Perang di Ukraina tidak ada hubungannya dengan Amerika Serikat melainkan dengan upaya Vladimir Putin untuk mendapatkan kekuasaan dan kekuatan kekaisaran. Amerika Serikat bukan satu-satunya negara adidaya yang jangkauannya melebihi jangkauannya. Selain itu, pemerintahan Biden telah merespons dengan senjata dan dukungan untuk Ukraina bukan karena upaya apa pun untuk mengatasi warisan Irak, melainkan untuk membela demokrasi yang telah diserbu.
Argumen-argumen ini adalah bagian dari “whataboutisme” obsesif yang berfokus pada AS dan telah meresap dalam wacana sayap kiri AS khususnya seputar Ukraina. Alih-alih berfokus pada tindakan Rusia, para kritikus anti-perang akan mengatakan “bagaimana dengan invasi AS ke Irak?” seolah-olah hanya ada satu negara yang berperilaku buruk di dunia dan hanya ada satu batu ujian kejahatan.
Bacevich, sekali lagi, telah mencoba memanfaatkan retorika tidak bertanggung jawab ini – Memberi Kesempatan pada Whataboutisme—dengan menyimpulkan bahwa “betapapun mengerikannya, ambisi Putin di Ukraina tampaknya tidak seberapa jika dibandingkan” dengan kejahatan AS di Irak. Meskipun Bacevich setuju bahwa “tindakan Putin merupakan tindakan kriminal yang keji,” ia secara efektif berargumentasi bahwa pertaruhan di Ukraina tidak terlalu besar sehingga dapat dijadikan alasan untuk menyediakan sarana yang cukup bagi negara tersebut untuk mempertahankan diri.
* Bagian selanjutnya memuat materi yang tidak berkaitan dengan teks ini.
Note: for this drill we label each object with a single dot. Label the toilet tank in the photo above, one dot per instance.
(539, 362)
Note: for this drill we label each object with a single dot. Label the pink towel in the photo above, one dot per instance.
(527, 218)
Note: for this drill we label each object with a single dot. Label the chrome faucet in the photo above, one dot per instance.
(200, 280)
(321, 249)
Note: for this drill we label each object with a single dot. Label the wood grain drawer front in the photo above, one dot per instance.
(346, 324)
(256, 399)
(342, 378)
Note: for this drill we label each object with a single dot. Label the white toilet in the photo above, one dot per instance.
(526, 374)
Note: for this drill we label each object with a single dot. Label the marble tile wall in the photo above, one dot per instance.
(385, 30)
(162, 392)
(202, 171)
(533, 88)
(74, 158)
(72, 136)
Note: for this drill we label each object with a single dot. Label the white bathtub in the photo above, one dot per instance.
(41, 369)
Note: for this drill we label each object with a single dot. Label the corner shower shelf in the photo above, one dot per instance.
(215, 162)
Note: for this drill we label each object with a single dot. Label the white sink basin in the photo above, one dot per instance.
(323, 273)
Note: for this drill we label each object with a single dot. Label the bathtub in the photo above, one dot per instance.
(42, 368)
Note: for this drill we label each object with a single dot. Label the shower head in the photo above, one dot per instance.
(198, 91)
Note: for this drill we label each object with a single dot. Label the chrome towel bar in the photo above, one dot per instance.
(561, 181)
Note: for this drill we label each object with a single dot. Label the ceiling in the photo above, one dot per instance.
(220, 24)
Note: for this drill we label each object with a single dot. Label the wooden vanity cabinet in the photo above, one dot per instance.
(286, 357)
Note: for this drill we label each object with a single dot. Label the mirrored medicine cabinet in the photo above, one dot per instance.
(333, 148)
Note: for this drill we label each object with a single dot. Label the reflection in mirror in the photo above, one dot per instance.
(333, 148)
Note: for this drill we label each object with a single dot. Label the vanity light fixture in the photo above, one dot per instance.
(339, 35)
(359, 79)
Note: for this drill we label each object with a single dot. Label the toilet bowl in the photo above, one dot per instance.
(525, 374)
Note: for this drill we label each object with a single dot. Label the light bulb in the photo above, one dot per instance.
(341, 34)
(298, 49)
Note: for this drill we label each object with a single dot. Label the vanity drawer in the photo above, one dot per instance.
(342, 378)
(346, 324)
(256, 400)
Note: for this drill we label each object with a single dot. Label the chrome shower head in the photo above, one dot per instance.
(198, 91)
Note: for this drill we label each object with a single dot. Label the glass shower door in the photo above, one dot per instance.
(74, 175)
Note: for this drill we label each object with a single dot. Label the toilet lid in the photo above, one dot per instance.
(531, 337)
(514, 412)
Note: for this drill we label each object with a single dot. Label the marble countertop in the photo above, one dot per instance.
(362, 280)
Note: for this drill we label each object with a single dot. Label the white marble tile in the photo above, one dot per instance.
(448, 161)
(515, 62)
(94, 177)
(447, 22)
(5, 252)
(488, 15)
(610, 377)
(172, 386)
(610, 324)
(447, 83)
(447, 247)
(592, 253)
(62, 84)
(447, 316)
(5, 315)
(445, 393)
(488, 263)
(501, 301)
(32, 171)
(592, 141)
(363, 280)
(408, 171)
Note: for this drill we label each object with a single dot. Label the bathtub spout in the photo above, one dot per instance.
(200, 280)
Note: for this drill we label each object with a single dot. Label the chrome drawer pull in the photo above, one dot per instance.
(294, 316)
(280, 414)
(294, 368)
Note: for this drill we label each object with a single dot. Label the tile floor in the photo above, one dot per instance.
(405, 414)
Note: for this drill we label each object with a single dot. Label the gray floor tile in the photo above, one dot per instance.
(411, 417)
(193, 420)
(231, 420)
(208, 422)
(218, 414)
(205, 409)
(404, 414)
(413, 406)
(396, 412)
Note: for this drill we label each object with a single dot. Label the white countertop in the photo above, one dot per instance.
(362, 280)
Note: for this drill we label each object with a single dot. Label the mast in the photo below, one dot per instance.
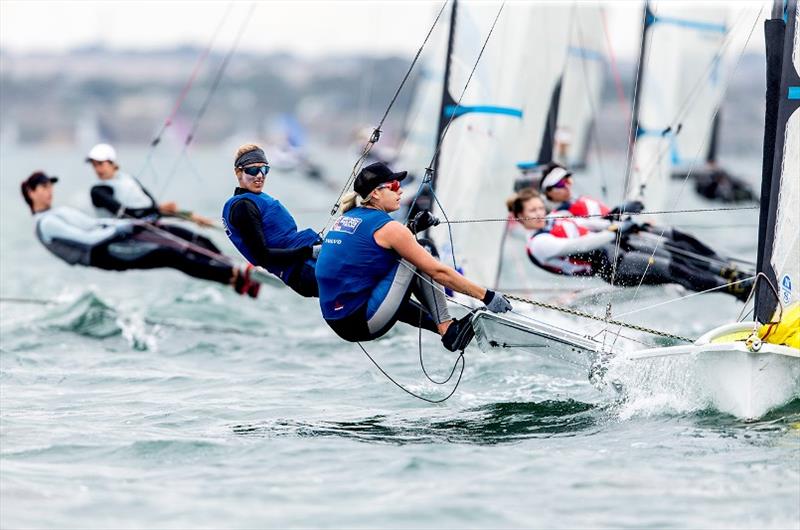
(782, 100)
(447, 99)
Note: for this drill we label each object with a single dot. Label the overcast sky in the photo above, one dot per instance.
(310, 28)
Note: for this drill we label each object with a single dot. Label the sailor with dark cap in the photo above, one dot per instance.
(263, 230)
(370, 265)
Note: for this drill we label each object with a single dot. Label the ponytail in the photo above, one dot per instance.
(516, 201)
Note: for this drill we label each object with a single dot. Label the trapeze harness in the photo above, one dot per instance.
(118, 244)
(364, 289)
(266, 234)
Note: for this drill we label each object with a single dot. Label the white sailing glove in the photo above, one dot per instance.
(496, 302)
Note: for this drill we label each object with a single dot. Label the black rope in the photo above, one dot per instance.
(376, 133)
(413, 394)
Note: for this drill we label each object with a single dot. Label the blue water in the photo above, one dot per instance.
(147, 399)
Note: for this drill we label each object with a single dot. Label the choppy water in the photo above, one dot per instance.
(147, 399)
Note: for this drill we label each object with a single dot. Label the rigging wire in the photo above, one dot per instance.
(212, 90)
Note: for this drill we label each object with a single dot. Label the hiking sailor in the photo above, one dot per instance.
(556, 185)
(561, 245)
(121, 244)
(119, 194)
(370, 265)
(264, 231)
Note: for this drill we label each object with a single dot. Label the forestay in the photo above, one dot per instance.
(500, 121)
(679, 88)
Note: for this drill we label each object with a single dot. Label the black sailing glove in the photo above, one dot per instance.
(625, 228)
(422, 221)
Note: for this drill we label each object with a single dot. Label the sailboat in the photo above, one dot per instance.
(679, 87)
(747, 368)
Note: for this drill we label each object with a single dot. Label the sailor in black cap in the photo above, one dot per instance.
(263, 230)
(121, 244)
(370, 265)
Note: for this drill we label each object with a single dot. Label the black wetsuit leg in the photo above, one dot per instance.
(303, 280)
(138, 253)
(191, 237)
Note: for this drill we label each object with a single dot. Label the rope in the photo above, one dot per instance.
(376, 133)
(698, 293)
(212, 90)
(413, 394)
(466, 85)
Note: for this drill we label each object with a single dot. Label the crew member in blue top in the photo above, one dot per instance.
(370, 265)
(264, 231)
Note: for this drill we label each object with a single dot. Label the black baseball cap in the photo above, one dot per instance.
(374, 175)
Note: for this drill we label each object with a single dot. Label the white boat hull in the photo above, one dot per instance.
(555, 347)
(727, 376)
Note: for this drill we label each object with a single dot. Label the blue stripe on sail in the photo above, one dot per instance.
(458, 110)
(528, 165)
(586, 53)
(691, 24)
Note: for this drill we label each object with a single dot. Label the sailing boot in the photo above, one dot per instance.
(740, 290)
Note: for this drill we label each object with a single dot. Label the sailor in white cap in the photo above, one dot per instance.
(119, 194)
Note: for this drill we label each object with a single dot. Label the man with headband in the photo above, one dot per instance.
(264, 231)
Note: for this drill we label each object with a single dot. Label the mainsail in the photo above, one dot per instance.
(779, 226)
(679, 85)
(498, 122)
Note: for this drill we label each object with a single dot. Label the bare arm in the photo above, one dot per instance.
(397, 237)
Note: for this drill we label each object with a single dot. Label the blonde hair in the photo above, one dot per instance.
(245, 148)
(516, 201)
(351, 199)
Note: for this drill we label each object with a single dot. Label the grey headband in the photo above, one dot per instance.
(255, 156)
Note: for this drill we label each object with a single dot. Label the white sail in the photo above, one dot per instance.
(582, 86)
(477, 162)
(679, 90)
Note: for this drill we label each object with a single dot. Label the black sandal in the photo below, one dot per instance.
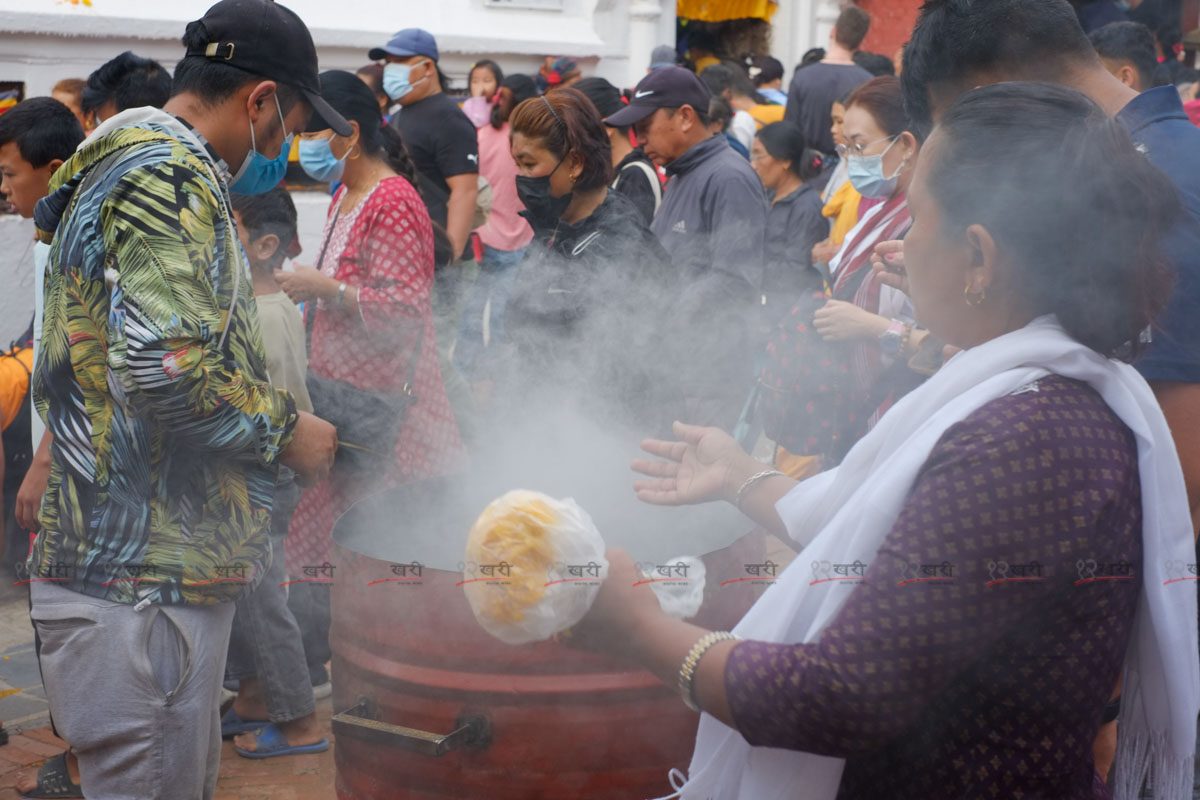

Fakta bahwa Amerika Serikat, antara lain, telah gagal melakukan hal yang benar di masa lalu—atau di belahan dunia lain saat ini—tidak boleh mengurangi pentingnya melakukan hal yang benar saat ini di Ukraina. Akankah Bacevich berargumen bahwa pemerintahan Biden tidak seharusnya melakukan pengurangan karbon secara besar-besaran di dalam negeri karena Amerika Serikat membuang begitu banyak karbon ke atmosfer di masa lalu atau karena gagal membantu, misalnya, India untuk menghentikan kebiasaan menggunakan bahan bakar fosil saat ini? Pada intinya, Whataboutisme memberikan lapisan intelektual bagi kepasifan yang melumpuhkan dalam menghadapi kejahatan.
Dan Bagaimana dengan Pengaruh AS?
Bahkan ketika mereka melihat pengaruh Amerika Serikat yang menurun secara global, beberapa analis tetap percaya bahwa Washington dapat menggunakan tongkat ajaibnya untuk mengakhiri perang di Ukraina.
Misalnya George Beebe, masuk Statecraft yang bertanggung jawab, siapa yang membuat pernyataan yang bermasalah bahwa pada musim panas ini “Ukraina mungkin memiliki daya tawar yang lebih kecil, karena posisi mereka di medan perang mengalami stagnasi dan kepercayaan diri mereka dalam mempertahankan dukungan Amerika terkikis.” Oleh karena itu, pemerintahan Biden harus mendesak
pedal akselerator dalam negosiasi dengan Rusia. Misalnya saja, memberi isyarat secara diam-diam kepada Moskow bahwa kita siap untuk membahas isu pelik mengenai keanggotaan Ukraina di NATO – sebuah isu yang dianggap penting oleh Putin dalam perang tersebut, namun sejauh ini Biden menolak untuk membahasnya – mungkin dapat membantu mengubah dinamika ini dan membentuk kembali dinamika tersebut. Sikap Rusia terhadap penyelesaian.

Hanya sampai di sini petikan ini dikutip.